The last post was sort of a lead in to this one. I went for a short Captain's dive on the charter during the surface interval yesterday (since Cathy's also a licensed Captain, it's legal, as a licensed Captain must remain on board at all times on charters) and managed to get my first decent shot of a Fisher's Angelfish (Centropyge fisheri). Hawaii has basically four angelfish that you might find while diving - Flame, Bandit, Potter's and Fisher's - and a couple of other species that can be seen by researchers in the Northwest Hawaiian Islands. Our angelfish species are basically dwarf/pygmy species, although the Bandit (pictured a couple posts below) is a "large" angel species, and are typically shy and dart into the coral when you try to photograph them.
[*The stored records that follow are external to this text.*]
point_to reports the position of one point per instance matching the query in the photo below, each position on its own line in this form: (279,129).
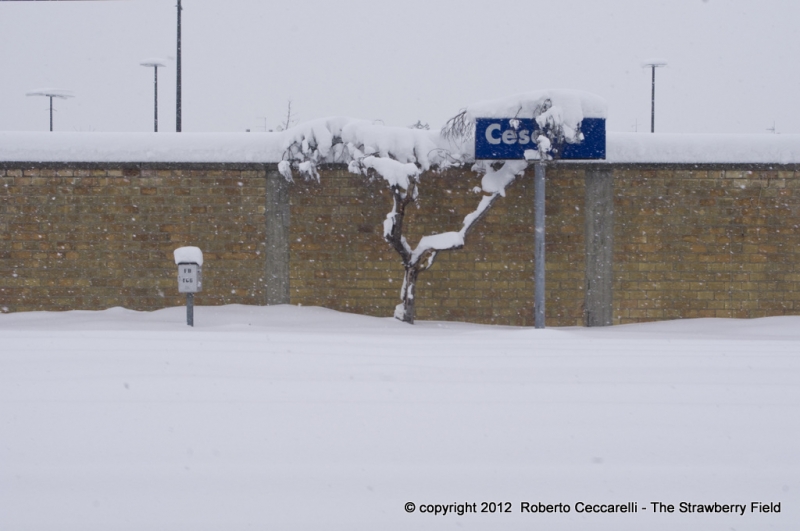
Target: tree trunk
(409,294)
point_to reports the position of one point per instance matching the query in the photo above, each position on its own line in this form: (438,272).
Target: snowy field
(287,418)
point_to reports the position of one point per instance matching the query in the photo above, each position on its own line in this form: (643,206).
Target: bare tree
(372,149)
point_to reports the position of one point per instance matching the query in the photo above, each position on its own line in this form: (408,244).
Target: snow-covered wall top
(347,140)
(702,149)
(268,147)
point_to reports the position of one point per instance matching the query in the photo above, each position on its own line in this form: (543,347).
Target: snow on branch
(400,155)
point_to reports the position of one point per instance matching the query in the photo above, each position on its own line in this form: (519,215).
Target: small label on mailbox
(188,278)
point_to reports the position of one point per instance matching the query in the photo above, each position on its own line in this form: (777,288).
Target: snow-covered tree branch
(400,156)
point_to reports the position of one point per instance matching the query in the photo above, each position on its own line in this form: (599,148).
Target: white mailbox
(190,277)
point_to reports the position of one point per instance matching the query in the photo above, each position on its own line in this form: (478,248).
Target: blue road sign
(496,138)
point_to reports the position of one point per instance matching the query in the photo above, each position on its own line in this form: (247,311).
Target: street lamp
(155,63)
(178,111)
(51,93)
(653,64)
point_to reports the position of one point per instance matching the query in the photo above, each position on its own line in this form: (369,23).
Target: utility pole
(653,64)
(178,89)
(155,63)
(51,93)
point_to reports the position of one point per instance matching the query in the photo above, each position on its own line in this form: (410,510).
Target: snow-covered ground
(303,418)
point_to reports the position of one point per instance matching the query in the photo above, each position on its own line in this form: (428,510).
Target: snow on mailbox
(190,276)
(190,269)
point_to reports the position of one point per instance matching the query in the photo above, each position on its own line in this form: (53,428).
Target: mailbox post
(190,276)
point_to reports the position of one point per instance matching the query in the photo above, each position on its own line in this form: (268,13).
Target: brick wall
(689,241)
(706,242)
(92,237)
(340,260)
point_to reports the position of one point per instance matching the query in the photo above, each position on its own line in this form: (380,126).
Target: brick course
(96,237)
(689,241)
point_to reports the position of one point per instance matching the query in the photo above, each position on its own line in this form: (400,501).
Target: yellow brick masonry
(94,238)
(340,260)
(696,242)
(706,243)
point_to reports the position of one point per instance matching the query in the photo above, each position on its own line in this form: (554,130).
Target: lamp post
(653,64)
(178,66)
(51,93)
(155,63)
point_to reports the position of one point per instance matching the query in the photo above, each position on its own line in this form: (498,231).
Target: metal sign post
(538,244)
(190,281)
(510,138)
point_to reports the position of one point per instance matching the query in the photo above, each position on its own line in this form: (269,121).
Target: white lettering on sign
(188,278)
(489,131)
(509,136)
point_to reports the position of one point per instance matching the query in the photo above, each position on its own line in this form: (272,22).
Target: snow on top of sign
(573,104)
(54,92)
(188,255)
(154,61)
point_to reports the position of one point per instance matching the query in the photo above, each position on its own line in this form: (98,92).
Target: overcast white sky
(733,64)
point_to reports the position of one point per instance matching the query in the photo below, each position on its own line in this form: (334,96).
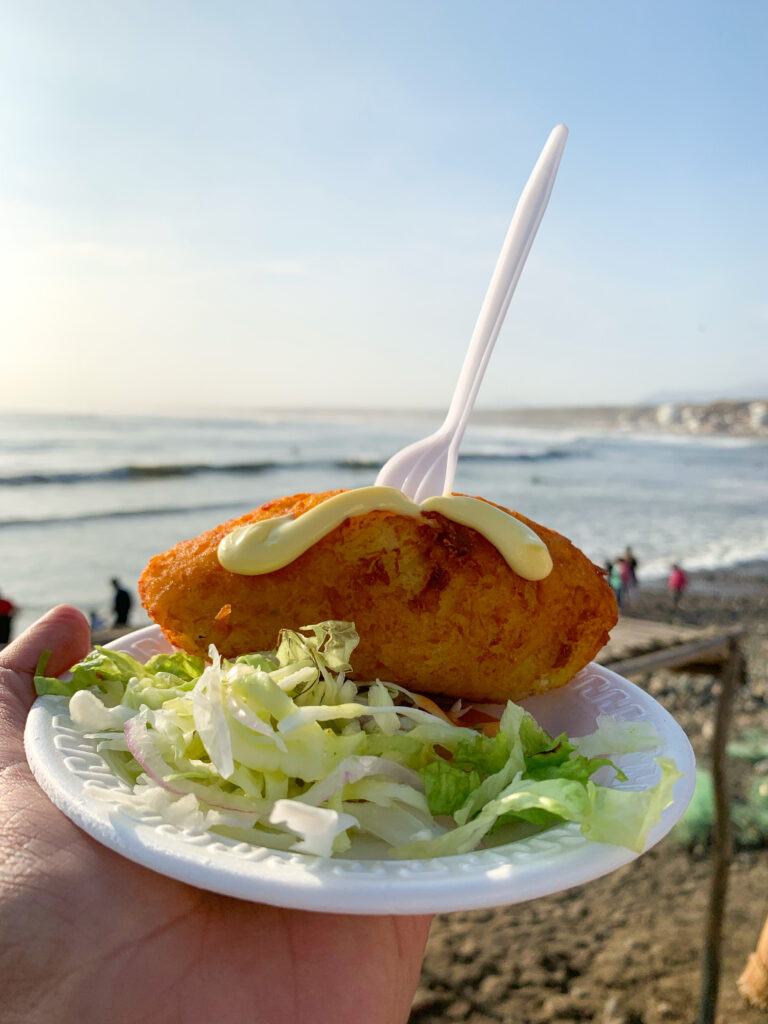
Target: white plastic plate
(364,882)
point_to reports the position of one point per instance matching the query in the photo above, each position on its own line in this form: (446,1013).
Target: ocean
(87,498)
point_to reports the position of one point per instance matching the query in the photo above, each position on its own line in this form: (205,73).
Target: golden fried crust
(435,605)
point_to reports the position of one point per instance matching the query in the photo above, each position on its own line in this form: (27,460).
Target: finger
(64,632)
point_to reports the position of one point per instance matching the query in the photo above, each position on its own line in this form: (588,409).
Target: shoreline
(724,596)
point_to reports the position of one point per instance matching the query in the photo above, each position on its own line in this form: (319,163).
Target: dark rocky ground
(627,948)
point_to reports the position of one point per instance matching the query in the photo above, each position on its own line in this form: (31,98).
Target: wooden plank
(713,649)
(633,637)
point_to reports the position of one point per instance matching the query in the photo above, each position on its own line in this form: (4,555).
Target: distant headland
(733,418)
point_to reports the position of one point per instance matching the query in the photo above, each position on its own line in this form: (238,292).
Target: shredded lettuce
(282,750)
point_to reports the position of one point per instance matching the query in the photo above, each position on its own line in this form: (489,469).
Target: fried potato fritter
(436,606)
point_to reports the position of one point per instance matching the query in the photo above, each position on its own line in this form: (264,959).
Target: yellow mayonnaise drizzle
(270,544)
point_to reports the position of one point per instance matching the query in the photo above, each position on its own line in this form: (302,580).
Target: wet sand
(627,948)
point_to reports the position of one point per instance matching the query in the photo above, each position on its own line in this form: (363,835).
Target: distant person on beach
(79,923)
(95,621)
(625,572)
(7,610)
(614,580)
(677,583)
(122,604)
(631,564)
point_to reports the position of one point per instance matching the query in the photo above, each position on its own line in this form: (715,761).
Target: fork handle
(525,221)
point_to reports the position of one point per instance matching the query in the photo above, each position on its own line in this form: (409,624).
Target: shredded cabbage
(282,750)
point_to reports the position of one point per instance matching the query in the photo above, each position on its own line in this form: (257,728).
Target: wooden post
(722,851)
(754,981)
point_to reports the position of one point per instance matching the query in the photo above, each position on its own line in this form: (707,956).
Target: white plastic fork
(427,467)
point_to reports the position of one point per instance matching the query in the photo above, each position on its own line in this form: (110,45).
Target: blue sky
(244,205)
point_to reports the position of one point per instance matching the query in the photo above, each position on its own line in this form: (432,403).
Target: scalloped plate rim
(550,862)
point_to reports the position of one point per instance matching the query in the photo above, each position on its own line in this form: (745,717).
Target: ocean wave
(129,473)
(81,517)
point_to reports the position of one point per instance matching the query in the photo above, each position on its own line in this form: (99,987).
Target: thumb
(64,632)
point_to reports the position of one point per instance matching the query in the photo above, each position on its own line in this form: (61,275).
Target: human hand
(88,936)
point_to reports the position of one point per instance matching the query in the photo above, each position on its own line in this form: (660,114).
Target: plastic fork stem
(522,228)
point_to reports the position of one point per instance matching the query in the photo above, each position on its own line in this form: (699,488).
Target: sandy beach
(625,949)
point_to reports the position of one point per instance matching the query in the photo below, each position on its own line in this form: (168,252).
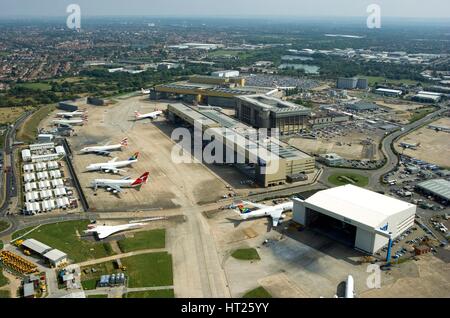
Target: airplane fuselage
(101,148)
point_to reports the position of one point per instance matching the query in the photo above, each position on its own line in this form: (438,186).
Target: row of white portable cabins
(43,185)
(42,175)
(40,166)
(46,205)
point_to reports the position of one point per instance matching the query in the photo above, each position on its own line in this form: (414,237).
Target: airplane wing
(276,216)
(258,205)
(103,152)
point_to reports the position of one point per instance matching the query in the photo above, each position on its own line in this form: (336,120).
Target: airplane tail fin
(134,156)
(141,180)
(124,142)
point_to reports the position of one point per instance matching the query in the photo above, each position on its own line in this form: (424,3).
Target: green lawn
(3,279)
(162,293)
(63,236)
(28,130)
(246,254)
(97,296)
(144,240)
(3,225)
(4,294)
(149,270)
(259,292)
(348,178)
(36,86)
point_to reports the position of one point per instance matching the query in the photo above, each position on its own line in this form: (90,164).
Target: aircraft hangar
(355,216)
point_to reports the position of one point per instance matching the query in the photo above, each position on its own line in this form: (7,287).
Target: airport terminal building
(292,164)
(353,215)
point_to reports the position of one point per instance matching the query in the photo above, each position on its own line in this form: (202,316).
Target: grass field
(4,294)
(162,293)
(8,115)
(246,254)
(144,240)
(348,178)
(3,279)
(259,292)
(36,86)
(149,270)
(3,225)
(28,131)
(63,236)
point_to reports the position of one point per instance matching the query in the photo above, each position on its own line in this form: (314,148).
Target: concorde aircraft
(152,115)
(115,185)
(113,165)
(106,149)
(275,212)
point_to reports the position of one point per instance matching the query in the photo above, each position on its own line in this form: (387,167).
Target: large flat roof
(439,187)
(36,246)
(358,204)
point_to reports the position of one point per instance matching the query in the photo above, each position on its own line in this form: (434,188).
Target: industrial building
(262,111)
(355,216)
(227,73)
(388,92)
(352,83)
(438,188)
(238,138)
(427,97)
(209,90)
(361,106)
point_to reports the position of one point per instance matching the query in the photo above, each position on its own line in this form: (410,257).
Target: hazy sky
(312,8)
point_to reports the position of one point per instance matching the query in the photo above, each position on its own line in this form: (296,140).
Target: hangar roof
(358,204)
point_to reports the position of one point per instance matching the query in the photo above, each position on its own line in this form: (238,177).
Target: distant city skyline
(230,8)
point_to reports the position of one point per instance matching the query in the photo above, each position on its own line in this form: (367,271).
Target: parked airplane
(69,122)
(275,212)
(103,231)
(106,149)
(113,165)
(72,114)
(151,115)
(115,185)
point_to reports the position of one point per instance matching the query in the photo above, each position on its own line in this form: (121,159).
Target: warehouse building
(237,137)
(388,92)
(55,257)
(438,188)
(209,90)
(262,111)
(354,216)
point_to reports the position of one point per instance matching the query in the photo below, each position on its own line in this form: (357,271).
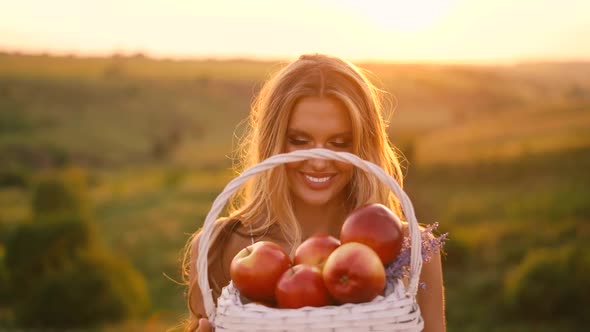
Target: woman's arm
(431,298)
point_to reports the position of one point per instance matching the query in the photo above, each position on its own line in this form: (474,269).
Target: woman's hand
(204,326)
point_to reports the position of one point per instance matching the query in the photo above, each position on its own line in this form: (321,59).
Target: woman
(317,101)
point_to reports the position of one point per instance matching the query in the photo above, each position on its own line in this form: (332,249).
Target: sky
(456,31)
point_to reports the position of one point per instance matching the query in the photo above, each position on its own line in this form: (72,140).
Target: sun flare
(401,15)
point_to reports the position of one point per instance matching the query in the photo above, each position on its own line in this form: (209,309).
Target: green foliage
(59,273)
(39,249)
(550,283)
(61,194)
(100,288)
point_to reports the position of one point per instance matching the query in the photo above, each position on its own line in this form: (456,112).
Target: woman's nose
(318,164)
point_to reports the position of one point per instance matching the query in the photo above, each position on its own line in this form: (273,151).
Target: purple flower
(431,245)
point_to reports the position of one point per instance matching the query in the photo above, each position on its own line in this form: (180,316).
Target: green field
(498,155)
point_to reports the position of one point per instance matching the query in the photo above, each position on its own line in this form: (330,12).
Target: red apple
(354,273)
(376,226)
(316,249)
(256,270)
(302,286)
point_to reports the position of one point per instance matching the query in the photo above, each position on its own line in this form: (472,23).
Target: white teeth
(319,180)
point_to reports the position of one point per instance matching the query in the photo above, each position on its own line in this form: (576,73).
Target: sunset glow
(395,30)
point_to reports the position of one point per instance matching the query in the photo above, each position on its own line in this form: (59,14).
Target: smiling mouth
(318,180)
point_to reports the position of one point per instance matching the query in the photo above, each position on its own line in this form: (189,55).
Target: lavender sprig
(431,245)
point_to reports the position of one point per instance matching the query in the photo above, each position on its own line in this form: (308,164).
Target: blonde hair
(265,201)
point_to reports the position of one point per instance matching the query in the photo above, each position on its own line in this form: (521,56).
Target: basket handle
(299,155)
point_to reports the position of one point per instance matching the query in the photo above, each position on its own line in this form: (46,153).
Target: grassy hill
(497,154)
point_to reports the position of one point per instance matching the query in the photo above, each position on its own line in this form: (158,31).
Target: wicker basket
(396,310)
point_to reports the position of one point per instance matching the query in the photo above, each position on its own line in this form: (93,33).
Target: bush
(36,249)
(61,194)
(100,289)
(550,284)
(58,273)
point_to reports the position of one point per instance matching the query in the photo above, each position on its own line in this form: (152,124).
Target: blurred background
(118,123)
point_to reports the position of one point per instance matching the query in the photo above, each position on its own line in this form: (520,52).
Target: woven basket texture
(396,310)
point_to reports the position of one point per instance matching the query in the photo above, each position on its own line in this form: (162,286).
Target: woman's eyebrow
(293,131)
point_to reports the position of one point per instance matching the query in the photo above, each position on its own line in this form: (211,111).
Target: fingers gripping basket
(397,310)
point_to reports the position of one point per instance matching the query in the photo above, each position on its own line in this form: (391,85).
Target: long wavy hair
(265,201)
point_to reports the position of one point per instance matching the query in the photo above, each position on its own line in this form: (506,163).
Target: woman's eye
(341,145)
(297,141)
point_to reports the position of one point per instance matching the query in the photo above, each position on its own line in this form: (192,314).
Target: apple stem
(344,279)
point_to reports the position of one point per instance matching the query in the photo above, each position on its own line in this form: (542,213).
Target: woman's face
(319,122)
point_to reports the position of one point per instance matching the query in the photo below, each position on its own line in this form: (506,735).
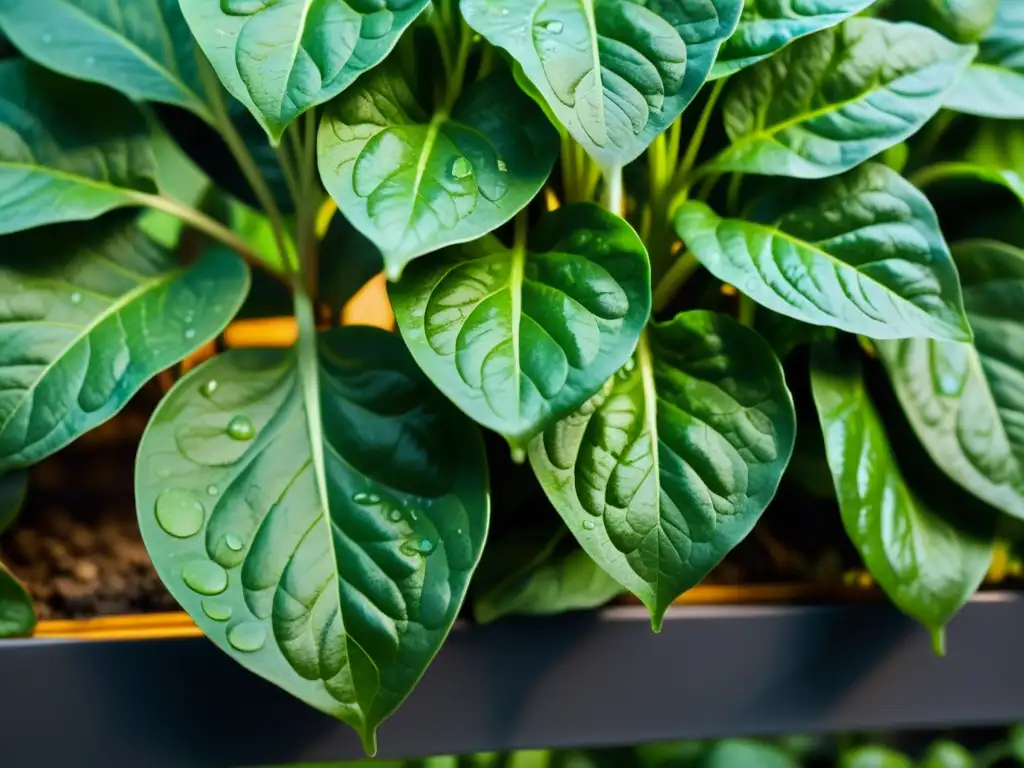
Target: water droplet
(217,610)
(248,637)
(180,513)
(205,577)
(241,428)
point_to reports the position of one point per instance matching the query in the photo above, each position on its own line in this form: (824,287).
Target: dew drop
(248,637)
(179,513)
(205,577)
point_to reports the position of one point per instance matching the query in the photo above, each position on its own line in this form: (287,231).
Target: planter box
(600,679)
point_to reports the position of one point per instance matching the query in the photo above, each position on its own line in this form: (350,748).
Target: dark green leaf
(282,58)
(768,27)
(318,512)
(68,151)
(862,253)
(616,73)
(966,401)
(92,311)
(413,183)
(928,566)
(521,337)
(830,100)
(672,464)
(142,48)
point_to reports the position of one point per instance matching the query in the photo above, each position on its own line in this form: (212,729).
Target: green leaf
(414,183)
(766,28)
(830,100)
(672,464)
(928,566)
(282,58)
(616,73)
(92,312)
(862,252)
(320,513)
(68,151)
(142,48)
(521,337)
(993,84)
(966,401)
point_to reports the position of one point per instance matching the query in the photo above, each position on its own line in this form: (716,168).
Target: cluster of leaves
(321,510)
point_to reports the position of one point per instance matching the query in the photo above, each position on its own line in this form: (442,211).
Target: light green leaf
(142,48)
(862,252)
(318,512)
(521,337)
(966,401)
(414,183)
(68,151)
(671,465)
(282,58)
(993,84)
(928,566)
(768,26)
(830,100)
(91,312)
(616,73)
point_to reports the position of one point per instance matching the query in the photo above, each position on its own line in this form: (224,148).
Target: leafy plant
(321,510)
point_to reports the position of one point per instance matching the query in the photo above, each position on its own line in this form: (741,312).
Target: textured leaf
(89,313)
(616,73)
(993,84)
(520,337)
(672,464)
(318,512)
(281,57)
(413,183)
(928,566)
(142,48)
(768,26)
(68,151)
(862,252)
(966,401)
(829,101)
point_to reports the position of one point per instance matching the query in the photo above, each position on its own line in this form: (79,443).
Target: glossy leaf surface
(318,512)
(68,151)
(671,465)
(829,101)
(862,252)
(966,401)
(768,26)
(142,48)
(414,183)
(520,337)
(993,84)
(616,73)
(91,312)
(281,57)
(928,567)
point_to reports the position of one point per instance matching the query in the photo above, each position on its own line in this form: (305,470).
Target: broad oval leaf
(829,101)
(966,401)
(282,57)
(90,313)
(862,252)
(413,183)
(993,84)
(142,48)
(616,73)
(520,337)
(926,565)
(768,27)
(320,517)
(672,464)
(68,151)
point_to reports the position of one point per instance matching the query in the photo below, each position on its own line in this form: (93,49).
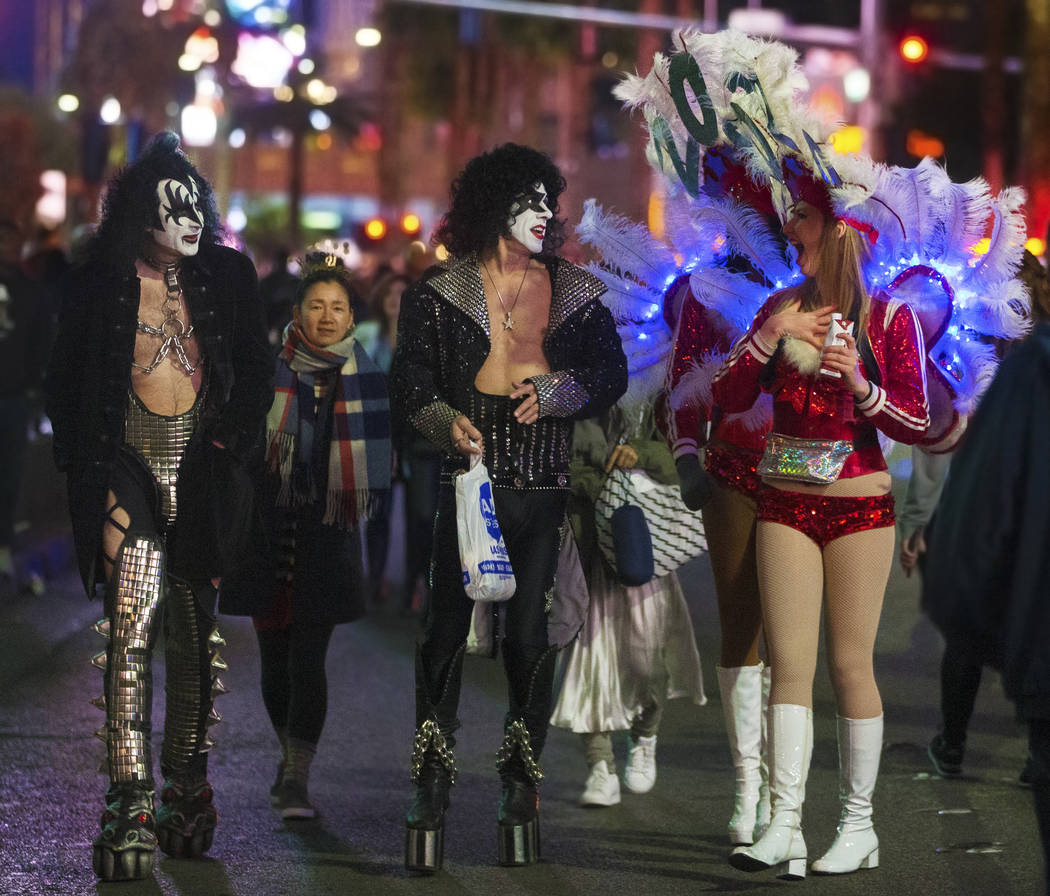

The Fisher's angel only grows to about two inches in length, typically lives in rubble below 60' or so and darts into the rubble on approach. It's probably something most divers won't see unless they're specifically looking for them... once you know where to look you can see tons of them at many dive sites. This is a fairly accurate color for most of the one's you can see, but sometimes there are individuals with brighter coloring, more blue, deeper reds and a brighter yellow on the tail. Anyway, I was happy to finally get this shot.

This pic was taking at Pawai Bay. It's a great spot in that it was one of the first refuges (no colleccting) here and there's lots of life. On yesterday's dives we were able to hear the whales - they've started to sing again - as an additional treat. We were just coming off a big overnight swell, but it was quite diveable yesterday. Water temperature is currently 75 degrees.... brrrr.